Journeying out into the industrial sector, M is given assistance and aid by the downtrodden Nieminem (Juhani Niemelä and Kaija Pakarinen) family. They tend to his wounds and feed him a bit of their soup broth, all the while wondering where this mysterious stranger with no past has come. Living out of a beat up locomotive trailer and using other people’s discarded wears as their household goods; the Nieminem’s don’t have much, yet they are more than willing to share it with this nameless stranger.

 

Soon M is helping around the home, making friends with the children and fixing up broken bits of this and that. He even manages to find work at the local Salvation Army with the aid of the kindly clerk Irma (Kati Outinen), willing to give him a chance even without a social security number.
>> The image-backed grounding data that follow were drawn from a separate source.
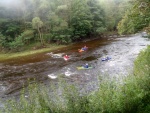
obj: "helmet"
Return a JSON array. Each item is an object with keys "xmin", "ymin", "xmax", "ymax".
[{"xmin": 86, "ymin": 63, "xmax": 88, "ymax": 65}]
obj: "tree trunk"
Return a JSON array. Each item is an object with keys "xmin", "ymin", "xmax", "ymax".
[{"xmin": 38, "ymin": 27, "xmax": 43, "ymax": 45}]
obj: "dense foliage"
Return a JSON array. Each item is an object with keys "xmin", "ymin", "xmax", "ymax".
[
  {"xmin": 0, "ymin": 0, "xmax": 129, "ymax": 51},
  {"xmin": 117, "ymin": 0, "xmax": 150, "ymax": 35}
]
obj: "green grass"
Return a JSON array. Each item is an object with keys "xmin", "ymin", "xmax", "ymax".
[
  {"xmin": 0, "ymin": 43, "xmax": 66, "ymax": 61},
  {"xmin": 1, "ymin": 46, "xmax": 150, "ymax": 113}
]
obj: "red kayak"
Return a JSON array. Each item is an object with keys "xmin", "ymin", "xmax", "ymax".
[{"xmin": 64, "ymin": 55, "xmax": 69, "ymax": 61}]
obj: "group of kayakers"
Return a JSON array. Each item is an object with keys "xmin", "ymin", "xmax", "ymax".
[
  {"xmin": 63, "ymin": 45, "xmax": 111, "ymax": 69},
  {"xmin": 64, "ymin": 45, "xmax": 88, "ymax": 60},
  {"xmin": 63, "ymin": 45, "xmax": 89, "ymax": 68}
]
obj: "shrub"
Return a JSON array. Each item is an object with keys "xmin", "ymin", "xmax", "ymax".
[{"xmin": 8, "ymin": 35, "xmax": 24, "ymax": 51}]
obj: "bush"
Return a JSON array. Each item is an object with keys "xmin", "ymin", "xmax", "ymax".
[
  {"xmin": 52, "ymin": 28, "xmax": 73, "ymax": 44},
  {"xmin": 8, "ymin": 36, "xmax": 24, "ymax": 51}
]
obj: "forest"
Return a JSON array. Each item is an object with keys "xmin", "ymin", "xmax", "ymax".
[
  {"xmin": 0, "ymin": 0, "xmax": 149, "ymax": 52},
  {"xmin": 0, "ymin": 0, "xmax": 129, "ymax": 51}
]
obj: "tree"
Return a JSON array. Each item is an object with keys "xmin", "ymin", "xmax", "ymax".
[
  {"xmin": 99, "ymin": 0, "xmax": 131, "ymax": 31},
  {"xmin": 32, "ymin": 17, "xmax": 44, "ymax": 45},
  {"xmin": 87, "ymin": 0, "xmax": 106, "ymax": 35},
  {"xmin": 117, "ymin": 0, "xmax": 150, "ymax": 35},
  {"xmin": 70, "ymin": 0, "xmax": 92, "ymax": 40}
]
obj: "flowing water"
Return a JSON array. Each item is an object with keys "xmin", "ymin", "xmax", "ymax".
[{"xmin": 0, "ymin": 33, "xmax": 149, "ymax": 107}]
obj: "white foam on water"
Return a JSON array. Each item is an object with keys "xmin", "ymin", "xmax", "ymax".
[
  {"xmin": 65, "ymin": 71, "xmax": 71, "ymax": 76},
  {"xmin": 65, "ymin": 69, "xmax": 72, "ymax": 76},
  {"xmin": 48, "ymin": 74, "xmax": 57, "ymax": 79},
  {"xmin": 109, "ymin": 61, "xmax": 115, "ymax": 66},
  {"xmin": 64, "ymin": 68, "xmax": 75, "ymax": 77},
  {"xmin": 105, "ymin": 69, "xmax": 108, "ymax": 71},
  {"xmin": 101, "ymin": 70, "xmax": 104, "ymax": 73},
  {"xmin": 85, "ymin": 73, "xmax": 90, "ymax": 75},
  {"xmin": 46, "ymin": 52, "xmax": 64, "ymax": 58}
]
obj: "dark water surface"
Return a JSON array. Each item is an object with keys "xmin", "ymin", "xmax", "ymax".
[{"xmin": 0, "ymin": 34, "xmax": 149, "ymax": 107}]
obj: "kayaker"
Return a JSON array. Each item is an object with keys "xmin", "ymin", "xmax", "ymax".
[
  {"xmin": 64, "ymin": 55, "xmax": 69, "ymax": 59},
  {"xmin": 84, "ymin": 63, "xmax": 89, "ymax": 68},
  {"xmin": 81, "ymin": 47, "xmax": 85, "ymax": 51},
  {"xmin": 84, "ymin": 45, "xmax": 87, "ymax": 48},
  {"xmin": 83, "ymin": 45, "xmax": 88, "ymax": 51}
]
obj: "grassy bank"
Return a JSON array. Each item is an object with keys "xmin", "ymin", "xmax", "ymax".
[
  {"xmin": 1, "ymin": 46, "xmax": 150, "ymax": 113},
  {"xmin": 0, "ymin": 44, "xmax": 66, "ymax": 61}
]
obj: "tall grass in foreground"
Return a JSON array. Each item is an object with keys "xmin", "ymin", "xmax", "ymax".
[{"xmin": 1, "ymin": 46, "xmax": 150, "ymax": 113}]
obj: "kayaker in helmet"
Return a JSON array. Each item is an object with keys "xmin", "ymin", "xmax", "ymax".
[
  {"xmin": 84, "ymin": 63, "xmax": 89, "ymax": 68},
  {"xmin": 83, "ymin": 45, "xmax": 88, "ymax": 51},
  {"xmin": 64, "ymin": 55, "xmax": 69, "ymax": 59}
]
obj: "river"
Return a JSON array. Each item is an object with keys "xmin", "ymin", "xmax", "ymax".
[{"xmin": 0, "ymin": 33, "xmax": 149, "ymax": 107}]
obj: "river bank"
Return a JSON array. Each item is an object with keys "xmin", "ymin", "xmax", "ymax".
[{"xmin": 0, "ymin": 44, "xmax": 66, "ymax": 62}]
Making a deal with the local security officer, M even manages to procure a locomotive trailer of his own to call home, using his wits to make it something a bit more than livable.

 

With memories not returning, M starts the down the road into romance anyhow with the lonely Irma, the duo finding a connection that manages to bring levity and light into their gray-colored world. M even convinces the Salvation Army to let their band begin to play 50’s style rock and roll, becoming a de facto manager for the surreal group of boppers. If not a great life, it’s certainly a good one, and when the opportunity arises for M to know more about his past, will he turn his back on the life of a man he’s not sure he’ll even like?

 

These are the questions raised by Finnish writer/director Aki Kaurismäki (La Vie de Bohéme, The Match Factory Girl) in his lyrically beautiful new film The Man Without a Past. After watching it, I wasn’t too sure myself if my choices would be any different than those M makes. He has no clue as to the life he’s led, only feelings that tell him he wasn’t the type of man he necessarily wanted to be. Now, M is becoming something of a local hero, quietly living out an existence based on good will and honesty.

 

This is a remarkable film. The Man Without a Past moves like a tome poem, granting opaque glimpses into the every day lives of people many of us would be more apt to just walk on by if we met them out on the street. He sees beauty in the smallest of details, infusing light and color into a world of the dingiest drab. From the sultry strains of a beaten up jukebox to the deep brown earth giving forth life in the form of baby potatoes, Kaurismaki points his lens into recesses I haven’t seen quite like this.  It’s truly remarkable, and I found myself realizing the sound could be turned clean off and M’s story would still be mesmerizing.

 

Always having been a gifted filmmaker, the director doesn’t quite take the chances of his last film, the black and white silent epic Juha. No matter, the risks here aren’t of the arty film school variety. Kaurismaki is more interested in telling a small, simple story with the passion of a timeless epic. The results are deeply affecting, M’s journey into a state of true humanity and love one of the most heartfelt explorations on those themes I’ve seen in years.

 

Granted, it’s still a bit too obtuse and stilted to manage a direct hit. Like all of the director’s films, some of the characters walking through the picture are just too cartoonish to be completely effective. The best example is the wacko marauders that leave M for dead. Hopped up and moving as if possessed by the spirit of Malcolm McDowell’s Clockwork Orange Droogs, these three thugs seem fit more for some sort of psychotic post-apocalyptic horror film than they do for this. In fact, they’re so jarring they took me completely out of the movie, Kaurismaki almost leaving me behind before The Man Without a Past even got a chance to get rolling.

 

Only almost, though, for once things do get rolling the filmmaker had me hooked. This is one of the most entertaining and interesting films of the year, going places most movies fear to tread. Kaurismaki makes the most of M’s tale, making The Man Without a Past a film worth remembering long after others have gone off into their own past of insignificance.